Our center participated in a randomized, multi-center trial compa

Our center participated in a randomized, multi-center trial comparing sotrastaurin and the calcineurin inhibitor neoral in de novo renal transplant recipients [15]. We conducted an ex vivo study on patient samples (stage 1 phase) to investigate the frequency and function of FoxP3+CD4+CD25high T cells. We also performed in vitro functional studies on samples of blood bank volunteers to study the different effects of sotrastaurin on T effector and regulatory cells. Twenty-one patients were randomized to receive either sotrastaurin 300 mg twice daily (n = 14) or neoral [starting dose 4 mg/kg/day, aimed trough levels 100–200 ng/ml (month 1), 75–150 ng/ml (months 2–3), 50–100 ng/ml (months 4–5) and 25–50 ng/ml

(months 6–12), n = 7] 1 day after living (un)related de novo kidney transplantation. This cohort involved all (adult) patients in our center participating in an open-label, multi-centre, randomized Phase II trial [15] (trial number CAEB071A2206, stage 1) (Table 1). Both regimens included steroids, basiliximab [anti-CD25 monoclonal antibody (mAb)] and the mTOR-inhibitor everolimus [starting dose 1·5 mg twice daily, aimed trough levels 4–8 ng/ml)]. Patient blood see more samples were collected pre-, 2, 3 and 6 months after transplantation. Blood sampling was approved by the local ethical committee on human research. All patients

gave written informed consent (Medical Ethic Committee number MEC-2007-219). Donor age in years median (range) Type of transplantation LR : LUR HLA mismatch mean ± s.e.m. A: 0·79 (0·15) B: 1·0 (0·21) DR: 1·07 (0·22) A: 0·71 (0·36) B: 0·57 (0·20) DR: 1·0 (0·22) Peripheral blood mononuclear cells (PBMC) from patient heparinized blood samples were isolated by density gradient using Ficoll-Paque (density gradient 1077 g/ml).

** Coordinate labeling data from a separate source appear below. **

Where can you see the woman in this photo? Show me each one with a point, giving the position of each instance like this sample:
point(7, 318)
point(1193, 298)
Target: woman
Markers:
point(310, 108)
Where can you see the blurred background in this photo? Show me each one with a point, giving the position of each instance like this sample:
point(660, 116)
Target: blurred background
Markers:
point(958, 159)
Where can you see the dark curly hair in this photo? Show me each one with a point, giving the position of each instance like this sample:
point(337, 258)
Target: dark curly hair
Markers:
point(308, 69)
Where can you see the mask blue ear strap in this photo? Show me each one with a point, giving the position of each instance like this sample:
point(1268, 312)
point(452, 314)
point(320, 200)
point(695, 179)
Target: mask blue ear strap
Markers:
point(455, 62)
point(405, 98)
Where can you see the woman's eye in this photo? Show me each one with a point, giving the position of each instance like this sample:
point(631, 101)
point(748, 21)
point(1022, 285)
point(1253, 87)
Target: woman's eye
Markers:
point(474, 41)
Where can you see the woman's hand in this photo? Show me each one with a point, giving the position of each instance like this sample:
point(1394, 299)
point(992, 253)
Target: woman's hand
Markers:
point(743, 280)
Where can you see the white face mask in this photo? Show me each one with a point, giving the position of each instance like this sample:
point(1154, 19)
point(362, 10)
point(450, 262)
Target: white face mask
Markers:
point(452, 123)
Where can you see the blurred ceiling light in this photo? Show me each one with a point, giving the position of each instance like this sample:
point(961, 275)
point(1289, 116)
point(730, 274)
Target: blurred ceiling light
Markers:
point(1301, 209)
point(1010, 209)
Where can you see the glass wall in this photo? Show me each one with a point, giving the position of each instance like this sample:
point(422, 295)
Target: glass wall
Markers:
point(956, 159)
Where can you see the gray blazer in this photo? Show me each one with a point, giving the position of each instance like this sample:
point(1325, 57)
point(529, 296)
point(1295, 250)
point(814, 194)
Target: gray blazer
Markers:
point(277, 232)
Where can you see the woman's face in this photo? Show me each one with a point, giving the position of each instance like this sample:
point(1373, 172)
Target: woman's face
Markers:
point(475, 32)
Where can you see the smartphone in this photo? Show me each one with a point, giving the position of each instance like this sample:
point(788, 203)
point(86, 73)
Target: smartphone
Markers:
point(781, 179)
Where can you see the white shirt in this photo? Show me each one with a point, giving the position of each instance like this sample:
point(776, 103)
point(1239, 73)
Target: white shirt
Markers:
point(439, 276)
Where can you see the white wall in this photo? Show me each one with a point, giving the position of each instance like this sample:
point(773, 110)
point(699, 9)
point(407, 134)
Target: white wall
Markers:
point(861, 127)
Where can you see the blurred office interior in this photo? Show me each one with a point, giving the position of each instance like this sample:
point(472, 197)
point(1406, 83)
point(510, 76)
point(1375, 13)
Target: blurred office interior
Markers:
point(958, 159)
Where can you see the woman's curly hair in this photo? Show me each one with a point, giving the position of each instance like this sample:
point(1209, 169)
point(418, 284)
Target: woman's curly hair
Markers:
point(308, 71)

After isolation the PBMC samples were frozen in 10% dimethylsulphoxide (DMSO) (Merck, Schuchardt, Avelestat (AZD9668) Germany) and stored at −140°C until analysis. PBMC from healthy blood bank donors were also isolated and served as control. Neoral infusion (SandImmune®; Novartis Pharma, Switzerland) and sotrastaurin (Novartis Pharma) powder were dissolved in RPMI-1640 (Gibco BRL, Paisley, UK) and DMSO, respectively, and stored at −80°C until use. On the day of the experiment, stock solutions were dissolved in RPMI-1640. Defrosted PBMC were resuspended in cold magnetic-activated cell sorting (MACS) buffer according to the manufacturer’s protocol (Miltenyi Biotec, Bergisch Gladbach, Germany) and supplemented with 7 μl CD25-microbeads (directed against epitope A of the CD25 molecule; Miltenyi Biotec)/107 PBMCs to isolate the CD25high T cells. After 15 min at 4°C, the cells were washed with MACS buffer and resuspended in 1 ml MACS buffer. Subsequently, the POSSEL-D protocol was performed on the autoMACS (Miltenyi Biotec). The CD4+CD25high population was defined as cells with high CD25 expression with a slightly lower CD4 expression.